Been a while since I've shot any sort of products, but I've learned a lot about lighting since then.  Now I'm stuck with a quandary of sorts.  Black leather.

Here's the shots: 







&






And a few supplement/detail shots:











My main question is, how do you deal with the semi-reflective nature of black leather (so as not to over expose) while still preserving the detail in the shadows of the wrinkles/tooling designs ?

To me, they're underexposed, but when "properly" exposed, I lose the deep black tones and the leather becomes gray-ish.  Are my results acceptable?

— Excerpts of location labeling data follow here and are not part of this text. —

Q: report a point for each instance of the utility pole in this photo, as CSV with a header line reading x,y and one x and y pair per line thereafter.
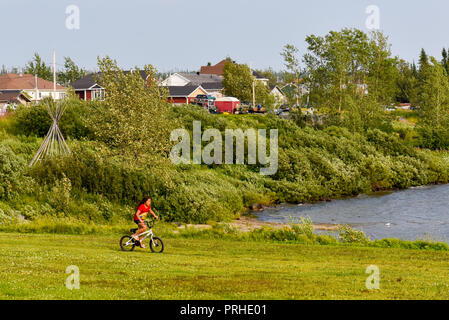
x,y
54,75
35,85
253,85
254,93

Oh, and for reference: SB-800 in 43" reflective umbrella 3' above, SB-800 in 24" softbox CL about a foot away for fill.


----------



## kasperjd4 (Jul 11, 2011)

The lighting is pretty flat. 

Don't light straight on, light from the far side or even a little behind. Let the light wrap around the subject to give you highlights & shadows. Product lighting takes a long time to get right unless you have a lot of experience & know exactly what you are doing. Keep trying different lighting set-ups. Keep up the good work!


----------



## lawrencebrussel (Aug 1, 2011)

It looks so perfect . loved these pictures.


----------